Rodrigo Paz Pereira was born on 22 September 1967 in Santiago de Compostela, Spain, while his family lived in exile during a turbulent period in Bolivian politics. He is the son of Jaime Paz Zamora, a key figure of the Movimiento de Izquierda Revolucionaria (MIR) and a former president of Bolivia, and Carmen Pereira. The family returned to Bolivia after the restoration of democracy, and Paz completed his education at Colegio San Ignacio in La Paz before studying international relations and political management abroad.
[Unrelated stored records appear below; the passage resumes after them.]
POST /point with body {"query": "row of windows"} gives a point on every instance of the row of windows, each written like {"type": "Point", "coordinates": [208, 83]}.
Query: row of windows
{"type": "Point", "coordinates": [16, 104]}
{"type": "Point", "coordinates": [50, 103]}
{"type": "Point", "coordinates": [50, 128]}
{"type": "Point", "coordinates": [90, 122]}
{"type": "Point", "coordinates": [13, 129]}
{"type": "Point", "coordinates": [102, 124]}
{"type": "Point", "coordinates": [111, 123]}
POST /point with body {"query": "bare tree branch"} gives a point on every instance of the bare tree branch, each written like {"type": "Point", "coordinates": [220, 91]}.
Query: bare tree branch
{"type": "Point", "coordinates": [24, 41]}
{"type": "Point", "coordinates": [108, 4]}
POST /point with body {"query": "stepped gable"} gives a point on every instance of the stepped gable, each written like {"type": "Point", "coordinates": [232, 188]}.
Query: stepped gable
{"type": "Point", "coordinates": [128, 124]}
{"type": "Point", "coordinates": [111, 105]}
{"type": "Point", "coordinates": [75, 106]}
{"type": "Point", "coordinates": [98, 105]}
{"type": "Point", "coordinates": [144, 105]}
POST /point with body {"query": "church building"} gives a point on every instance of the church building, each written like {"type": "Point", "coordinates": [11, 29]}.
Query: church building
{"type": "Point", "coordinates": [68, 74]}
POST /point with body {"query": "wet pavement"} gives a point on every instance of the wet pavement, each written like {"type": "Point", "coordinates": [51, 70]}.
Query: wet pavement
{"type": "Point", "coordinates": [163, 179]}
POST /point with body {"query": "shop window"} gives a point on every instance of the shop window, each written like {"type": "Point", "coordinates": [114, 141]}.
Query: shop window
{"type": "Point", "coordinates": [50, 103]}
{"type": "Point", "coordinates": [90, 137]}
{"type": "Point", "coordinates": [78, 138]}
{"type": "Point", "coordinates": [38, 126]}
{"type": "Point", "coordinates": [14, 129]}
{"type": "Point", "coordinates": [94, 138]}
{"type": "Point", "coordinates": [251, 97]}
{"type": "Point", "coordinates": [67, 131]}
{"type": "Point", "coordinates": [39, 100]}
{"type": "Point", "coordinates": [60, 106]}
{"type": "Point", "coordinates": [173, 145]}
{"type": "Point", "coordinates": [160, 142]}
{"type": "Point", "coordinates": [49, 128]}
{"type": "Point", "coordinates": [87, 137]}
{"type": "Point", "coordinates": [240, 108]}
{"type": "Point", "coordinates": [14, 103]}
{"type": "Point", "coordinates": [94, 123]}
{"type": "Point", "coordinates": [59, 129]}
Education, family and faith

Educated in the United States — where he studied international relations and later took a master's in political management — Paz blends an international outlook with a powerful local political lineage. Married to María Elena Urquidi, the couple have four children. Throughout his public life he has spoken openly about faith, a recurrent motif in speeches and interviews that has framed parts of his political rhetoric.

From Tarija to the national stage

For more than two decades Paz built his political career in Tarija, a department in Bolivia’s south. He served as a national deputy, then as president of Tarija’s municipal council and later as mayor. His time in Tarija gave him practical governance experience and a regional power base that would prove decisive when he launched a national bid. Observers point to his victory over the MAS candidate in Tarija as an early sign that his politics could resonate beyond the department.

A pragmatic local record

As mayor, Paz emphasized administrative modernization and municipal projects that raised his local profile. The combination of an established political family name and a record of municipal management became the platform from which he later campaigned nationally.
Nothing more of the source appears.